IFC adoption has been driven by public procurement requirements and frameworks established by organizations including UK Cabinet Office, Singapore BCA, Netherlands BIM Loket, Danish Agency for Digitisation, and the European Commission. Major infrastructure programs such as Crossrail, HS2, and national transport authorities use IFC-based workflows for asset handover and facilities management, influencing software vendors and consultancies like Atkins and Aurecon. The standard has enabled digitization initiatives across firms like Skanska and Laing O'Rourke, reducing rework, improving coordination, and supporting digital twin deployments referenced by bodies such as Digital Twin Consortium.
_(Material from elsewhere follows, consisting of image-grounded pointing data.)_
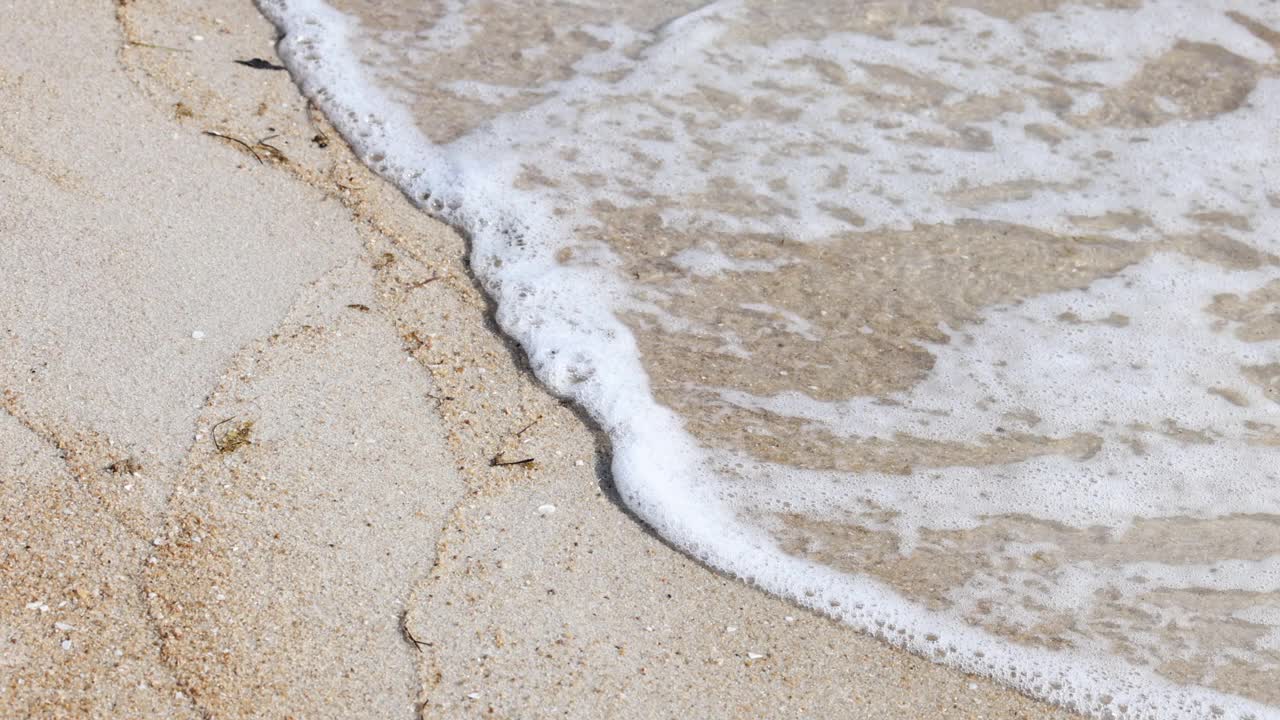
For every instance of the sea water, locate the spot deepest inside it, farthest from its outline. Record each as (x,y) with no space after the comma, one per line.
(955,320)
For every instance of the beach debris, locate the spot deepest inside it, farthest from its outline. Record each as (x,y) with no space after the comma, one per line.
(256,149)
(260,64)
(237,141)
(151,46)
(233,438)
(417,645)
(416,285)
(498,461)
(124,466)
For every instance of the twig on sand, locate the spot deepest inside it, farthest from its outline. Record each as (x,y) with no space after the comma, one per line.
(499,463)
(416,285)
(417,645)
(260,64)
(237,141)
(140,44)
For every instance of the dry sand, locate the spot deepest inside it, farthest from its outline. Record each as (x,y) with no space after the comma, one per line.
(168,294)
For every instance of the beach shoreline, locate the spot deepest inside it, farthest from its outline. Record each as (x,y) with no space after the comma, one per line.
(402,522)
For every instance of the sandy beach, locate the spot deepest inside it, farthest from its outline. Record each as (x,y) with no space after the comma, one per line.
(266,456)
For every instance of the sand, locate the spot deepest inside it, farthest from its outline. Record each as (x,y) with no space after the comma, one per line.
(252,404)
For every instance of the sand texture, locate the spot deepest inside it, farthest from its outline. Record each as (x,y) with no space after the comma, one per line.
(254,432)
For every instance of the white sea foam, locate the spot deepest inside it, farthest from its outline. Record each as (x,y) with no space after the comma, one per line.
(565,315)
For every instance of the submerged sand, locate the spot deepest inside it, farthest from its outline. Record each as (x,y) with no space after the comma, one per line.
(360,555)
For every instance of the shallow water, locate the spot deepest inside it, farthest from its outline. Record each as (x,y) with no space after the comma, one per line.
(956,320)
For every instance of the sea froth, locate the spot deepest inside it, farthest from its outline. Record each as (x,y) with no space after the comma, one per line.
(956,322)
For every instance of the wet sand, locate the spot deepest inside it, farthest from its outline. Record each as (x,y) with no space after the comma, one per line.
(256,425)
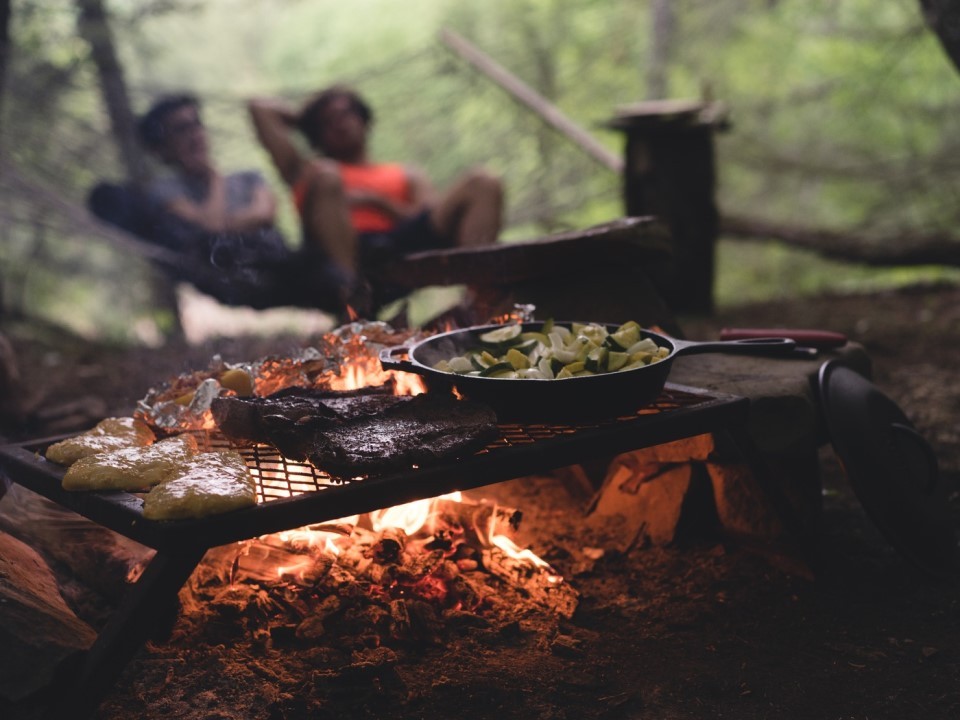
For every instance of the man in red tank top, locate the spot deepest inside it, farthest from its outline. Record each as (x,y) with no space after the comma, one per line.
(359,212)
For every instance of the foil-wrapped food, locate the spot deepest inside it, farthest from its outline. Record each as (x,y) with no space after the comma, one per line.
(183,402)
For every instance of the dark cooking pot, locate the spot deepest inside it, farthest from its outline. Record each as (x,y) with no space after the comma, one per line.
(576,398)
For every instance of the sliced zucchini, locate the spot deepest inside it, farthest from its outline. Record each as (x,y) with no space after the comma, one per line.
(501,334)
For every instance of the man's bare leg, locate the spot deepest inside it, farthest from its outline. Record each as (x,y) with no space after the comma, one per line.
(326,219)
(471,212)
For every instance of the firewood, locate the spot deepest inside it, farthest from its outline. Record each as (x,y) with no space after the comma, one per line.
(100,558)
(38,632)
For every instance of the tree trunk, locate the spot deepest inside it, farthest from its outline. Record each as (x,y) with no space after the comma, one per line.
(661,40)
(943,17)
(4,45)
(94,28)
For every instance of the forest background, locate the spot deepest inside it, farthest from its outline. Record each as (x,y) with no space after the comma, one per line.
(843,137)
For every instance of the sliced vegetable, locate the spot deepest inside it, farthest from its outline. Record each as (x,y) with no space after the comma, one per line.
(556,352)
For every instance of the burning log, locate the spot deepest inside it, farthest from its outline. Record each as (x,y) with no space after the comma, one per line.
(544,588)
(38,632)
(104,561)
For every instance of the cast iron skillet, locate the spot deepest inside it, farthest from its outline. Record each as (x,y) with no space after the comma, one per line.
(892,469)
(577,398)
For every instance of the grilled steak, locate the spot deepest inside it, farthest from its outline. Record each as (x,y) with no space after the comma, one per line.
(357,432)
(294,411)
(420,431)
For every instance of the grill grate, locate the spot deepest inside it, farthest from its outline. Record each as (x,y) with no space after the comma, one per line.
(278,477)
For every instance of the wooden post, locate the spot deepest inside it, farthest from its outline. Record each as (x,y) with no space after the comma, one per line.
(669,173)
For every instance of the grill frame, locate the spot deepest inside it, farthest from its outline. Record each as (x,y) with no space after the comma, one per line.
(521,450)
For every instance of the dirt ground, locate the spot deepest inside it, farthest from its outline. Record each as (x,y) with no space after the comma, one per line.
(706,629)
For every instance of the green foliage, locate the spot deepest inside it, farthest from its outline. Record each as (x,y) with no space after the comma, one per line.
(845,114)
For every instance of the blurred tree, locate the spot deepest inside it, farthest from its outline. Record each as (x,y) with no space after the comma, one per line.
(94,27)
(943,17)
(662,27)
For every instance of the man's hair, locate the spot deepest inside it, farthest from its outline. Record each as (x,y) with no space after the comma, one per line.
(309,121)
(152,126)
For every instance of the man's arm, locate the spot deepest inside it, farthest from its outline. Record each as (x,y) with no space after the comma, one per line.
(273,122)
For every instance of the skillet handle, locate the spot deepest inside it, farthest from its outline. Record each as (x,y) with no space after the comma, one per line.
(908,432)
(768,347)
(389,361)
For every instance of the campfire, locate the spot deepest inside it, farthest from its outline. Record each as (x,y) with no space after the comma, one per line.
(349,571)
(391,575)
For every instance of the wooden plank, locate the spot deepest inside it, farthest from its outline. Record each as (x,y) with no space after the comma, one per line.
(532,99)
(628,241)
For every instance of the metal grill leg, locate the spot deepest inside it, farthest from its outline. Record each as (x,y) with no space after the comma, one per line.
(138,616)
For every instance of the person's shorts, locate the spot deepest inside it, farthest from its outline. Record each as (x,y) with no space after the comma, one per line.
(415,234)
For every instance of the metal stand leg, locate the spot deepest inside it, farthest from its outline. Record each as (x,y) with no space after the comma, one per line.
(135,620)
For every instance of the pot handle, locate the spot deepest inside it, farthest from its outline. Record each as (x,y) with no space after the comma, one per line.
(390,361)
(768,346)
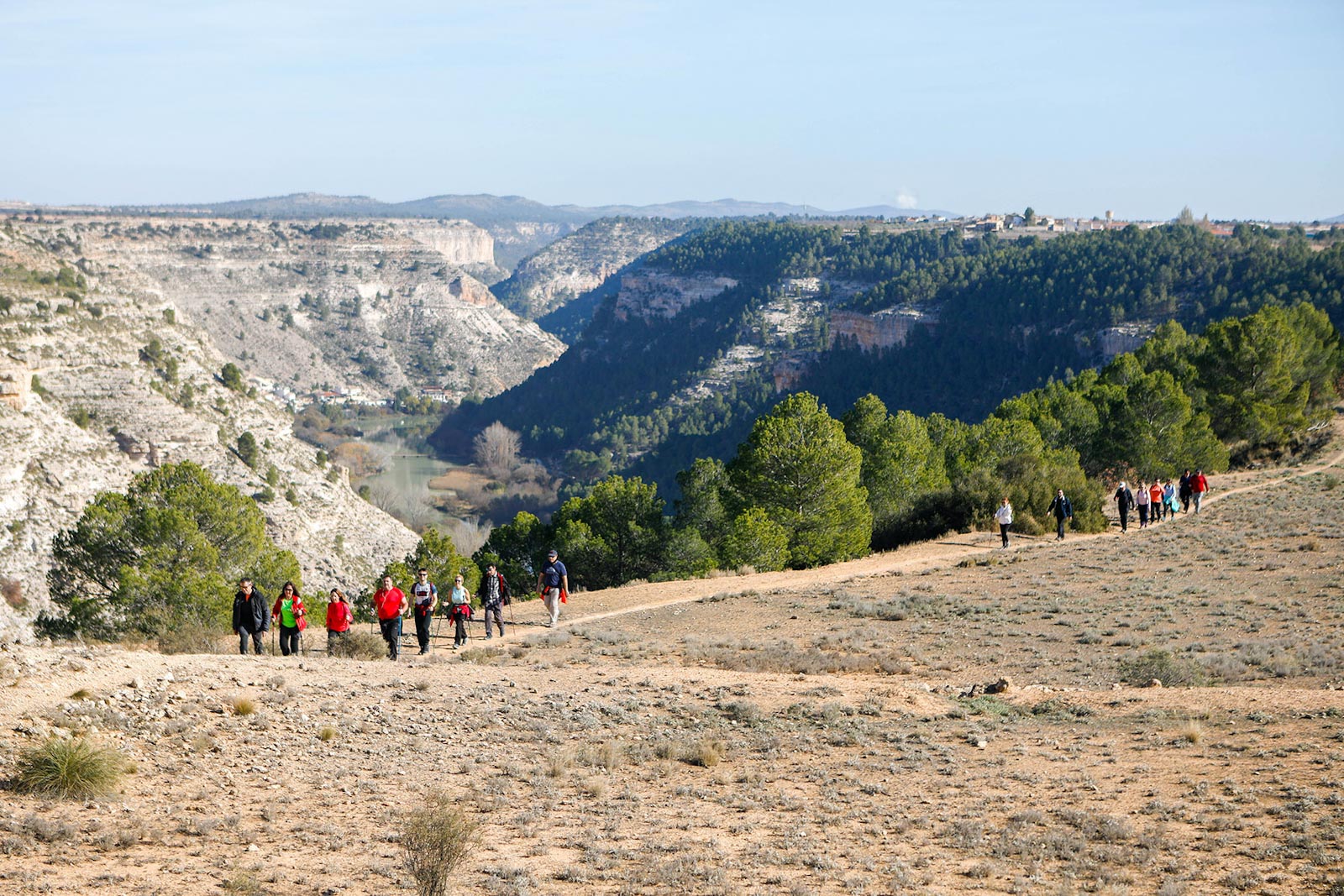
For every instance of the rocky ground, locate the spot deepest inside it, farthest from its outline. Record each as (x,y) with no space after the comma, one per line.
(806,732)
Governance is coordinated by buildingSMART International with regional chapters and liaisons to ISO technical committees and national standards organizations including BSI, DIN, AFNOR, and ANSI. Interoperability efforts include Model View Definitions, certification programs, and alignment with standards like ISO 19650 for information management, fostering integration with asset information requirements from clients such as GSA and CEDEFOP. Collaborations with consortia including Open Geospatial Consortium and initiatives by European Committee for Standardization aim to bridge IFC with geospatial standards and lifecycle information management for infrastructure projects.